La voix de la jeunesse congolaise résonne de plus en plus fort dans les débats sur l’avenir du pays. Réunis vendredi à Kinshasa, les membres de la coalition « Jeunesse, paix et sécurité » (JPS) ont lancé un appel pressant : la participation active des jeunes au processus de justice transitionnelle est non seulement nécessaire, mais incontournable pour reconstruire une société réconciliée et garantir une paix durable.
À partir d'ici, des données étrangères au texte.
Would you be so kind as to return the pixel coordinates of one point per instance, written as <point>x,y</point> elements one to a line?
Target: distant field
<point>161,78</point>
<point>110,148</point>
« La jeunesse congolaise doit s’approprier du processus de justice transitionnelle. Il ne s’agit pas d’être là pour faire de la figuration, mais d’influencer les décisions, de défendre les droits des victimes et de contribuer à la construction d’une société réconciliée », a martelé Lydie Mungala, co-présidente nationale de la coalition JPS, dans une salle où se mêlaient détermination et espoir.
La République démocratique du Congo porte encore les cicatrices de décennies de violences, de conflits armés et d’injustices restées impunies. Pour de nombreux intervenants, laisser la jeunesse à la marge de ce processus reviendrait à hypothéquer l’avenir. Avec plus de 60 % de la population composée de jeunes, leur implication n’est pas un choix, mais une condition de survie nationale.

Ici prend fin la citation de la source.